Introduction

Project Purpose

The Monitoring the E-cigarette Use Among Youth project, under the Monitoring the Global and Domestic Tobacco Epidemic program, is an initiative funded by Bloomberg Philanthropies to complement existing surveillance activities used to monitor e-cigarette use with innovative rapid response data collection strategies that allow for greater nimbleness, sub-national representativeness, and evaluation capacity in the United States. Included in these surveillance activities is the collaboration with purveyors of retail sales data to obtain real-time data for select states, communities, and control states and communities to enable the evaluation of the real-time impact of state- and community-level flavored tobacco policies on e-cigarette sales volume, market share, and product/brand consumption to generate scientifically defensible and rapidly available data on e-cigarette use among youth.

Approach

This documentation outlines a multimodal approach to analyzing vape-related data by combining web scraping, data unification, natural language processing (NLP), and computer vision techniques. The process involves extracting data from online vaping websites, consolidating it into a unified format, applying NLP for text-based feature extraction, and using computer vision models for image-based analysis.

Data Scraping

The first step involves scraping data from online vaping websites to collect information about vape products, including product names, descriptions, pricing, and images. Tools like BeautifulSoup, or browser automation libraries such as Selenium can be used for scraping structured and unstructured data. The scraped data will typically consist of product metadata, text descriptions, and associated product images.

Data Unification

After scraping, the data needs to be unified into a single, structured data model. This involves cleaning and normalizing text fields, standardizing units for numerical values (e.g., size, nicotine strength), and associating product images with their corresponding text records. Tools such as pandas for data frames and relational databases or JSON formats for storage can be used to ensure consistency and accessibility for downstream analysis.
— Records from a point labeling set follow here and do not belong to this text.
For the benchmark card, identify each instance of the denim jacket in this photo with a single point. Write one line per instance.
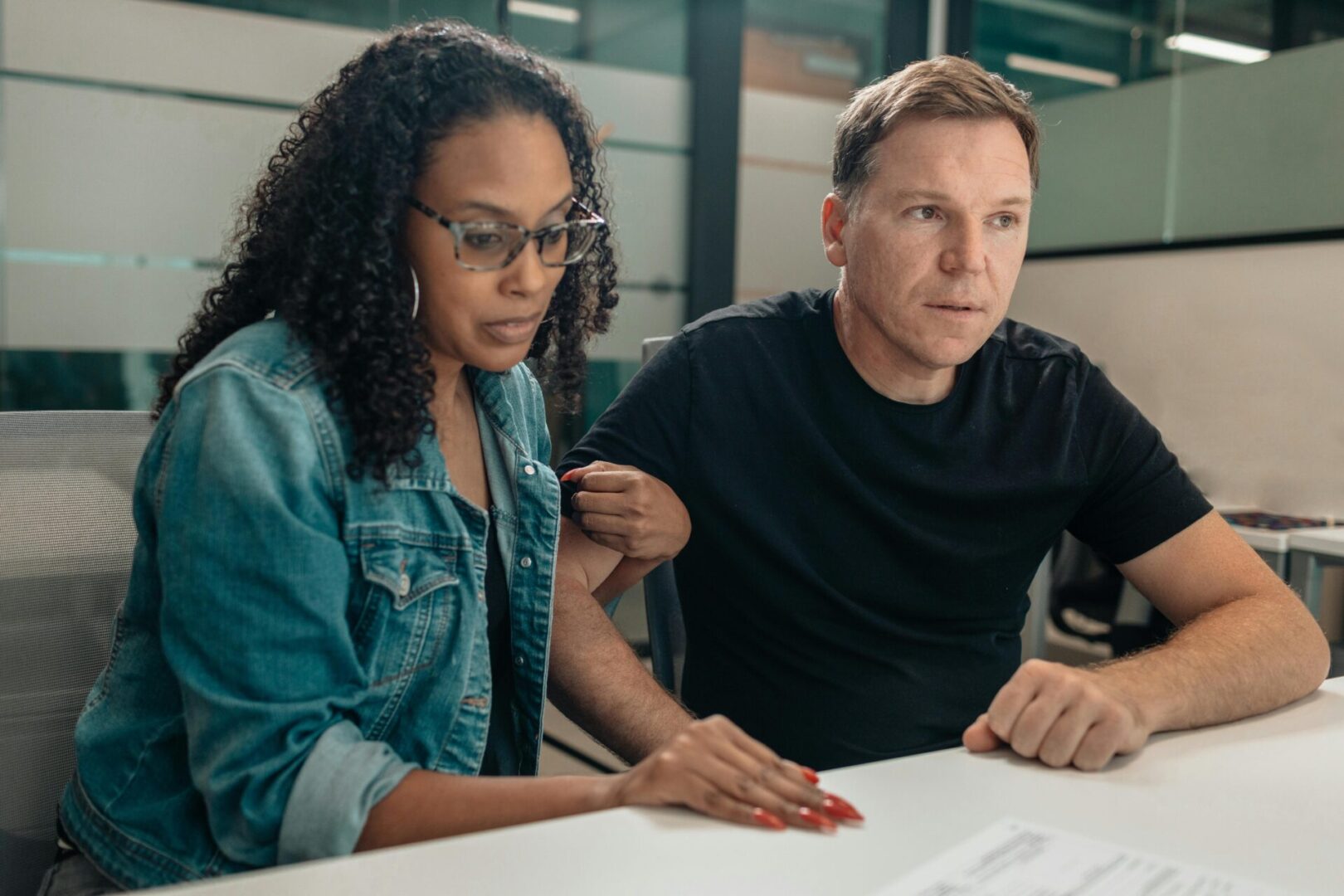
(295, 641)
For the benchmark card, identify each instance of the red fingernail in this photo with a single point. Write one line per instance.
(839, 807)
(767, 820)
(813, 817)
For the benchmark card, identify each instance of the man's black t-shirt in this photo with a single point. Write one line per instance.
(855, 582)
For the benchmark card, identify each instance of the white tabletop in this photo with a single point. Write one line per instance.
(1261, 798)
(1270, 540)
(1319, 540)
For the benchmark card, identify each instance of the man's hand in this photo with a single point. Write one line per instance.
(1060, 715)
(629, 511)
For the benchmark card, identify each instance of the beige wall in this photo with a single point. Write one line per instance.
(1235, 353)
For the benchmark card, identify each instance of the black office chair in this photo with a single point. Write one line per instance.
(66, 542)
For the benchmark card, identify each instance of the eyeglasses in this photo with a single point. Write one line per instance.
(491, 245)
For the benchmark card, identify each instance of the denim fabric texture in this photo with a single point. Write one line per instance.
(295, 641)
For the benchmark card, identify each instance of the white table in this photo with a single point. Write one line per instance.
(1272, 544)
(1313, 550)
(1261, 798)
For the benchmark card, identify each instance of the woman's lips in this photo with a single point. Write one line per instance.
(514, 329)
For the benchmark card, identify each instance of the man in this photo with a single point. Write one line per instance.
(875, 472)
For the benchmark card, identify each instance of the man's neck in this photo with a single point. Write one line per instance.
(884, 366)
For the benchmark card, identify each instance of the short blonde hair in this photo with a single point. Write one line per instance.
(940, 86)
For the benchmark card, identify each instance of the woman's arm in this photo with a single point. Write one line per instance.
(711, 766)
(631, 512)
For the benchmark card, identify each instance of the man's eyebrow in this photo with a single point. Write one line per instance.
(476, 204)
(912, 195)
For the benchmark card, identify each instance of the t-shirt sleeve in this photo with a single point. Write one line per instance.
(1138, 496)
(647, 423)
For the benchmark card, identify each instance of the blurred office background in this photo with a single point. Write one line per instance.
(1188, 231)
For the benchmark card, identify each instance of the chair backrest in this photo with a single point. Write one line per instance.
(66, 542)
(661, 602)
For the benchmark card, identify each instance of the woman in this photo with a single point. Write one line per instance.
(339, 609)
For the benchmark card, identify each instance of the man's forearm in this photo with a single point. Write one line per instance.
(597, 680)
(1241, 659)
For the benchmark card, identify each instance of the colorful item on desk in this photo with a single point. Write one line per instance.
(1276, 522)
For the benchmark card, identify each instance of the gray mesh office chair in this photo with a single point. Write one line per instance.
(661, 602)
(66, 540)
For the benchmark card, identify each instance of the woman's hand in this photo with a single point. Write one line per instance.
(714, 767)
(629, 511)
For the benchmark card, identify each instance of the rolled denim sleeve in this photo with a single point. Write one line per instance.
(342, 779)
(256, 589)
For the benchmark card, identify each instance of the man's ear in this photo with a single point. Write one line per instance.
(834, 218)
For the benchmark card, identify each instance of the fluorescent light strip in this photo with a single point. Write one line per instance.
(543, 11)
(106, 260)
(1214, 49)
(1064, 71)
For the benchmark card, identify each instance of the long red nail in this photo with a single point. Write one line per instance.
(813, 817)
(839, 807)
(767, 818)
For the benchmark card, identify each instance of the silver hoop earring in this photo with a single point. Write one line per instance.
(416, 286)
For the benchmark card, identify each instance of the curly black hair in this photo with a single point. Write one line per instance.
(319, 242)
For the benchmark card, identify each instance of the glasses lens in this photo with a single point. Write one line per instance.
(488, 245)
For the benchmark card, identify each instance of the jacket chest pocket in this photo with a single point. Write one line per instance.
(409, 607)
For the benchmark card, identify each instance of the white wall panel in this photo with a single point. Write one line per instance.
(177, 46)
(100, 308)
(1234, 353)
(102, 171)
(641, 314)
(784, 127)
(643, 106)
(650, 212)
(780, 231)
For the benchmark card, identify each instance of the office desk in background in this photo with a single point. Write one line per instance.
(1262, 798)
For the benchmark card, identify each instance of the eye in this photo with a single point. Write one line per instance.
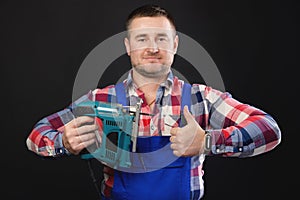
(141, 40)
(162, 39)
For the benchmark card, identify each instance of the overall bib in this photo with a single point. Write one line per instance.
(156, 173)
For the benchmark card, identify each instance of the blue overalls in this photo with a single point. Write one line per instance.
(170, 182)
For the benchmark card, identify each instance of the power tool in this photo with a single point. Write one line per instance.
(120, 125)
Natural Language Processing

Natural language processing techniques are applied to extract key features from the product text, such as product type, flavors, tobacco level, size, and the presence of iced or menthol properties. Regular expressions can be used for rule-based extraction of structured patterns, while large language models (LLMs), such as GPT, can parse complex and ambiguous text descriptions to identify additional attributes.

Computer Vision Models

Computer vision models are deployed to analyze product images and extract visual features. Vision Language Models (VLMs) can identify text overlays and contextual elements in images, while object detection models like YOLOv8 can detect specific visual attributes, such as product screens, iced/menthol indicators, and branding elements. These models work in tandem with the NLP outputs to enhance feature extraction and provide a comprehensive understanding of the products.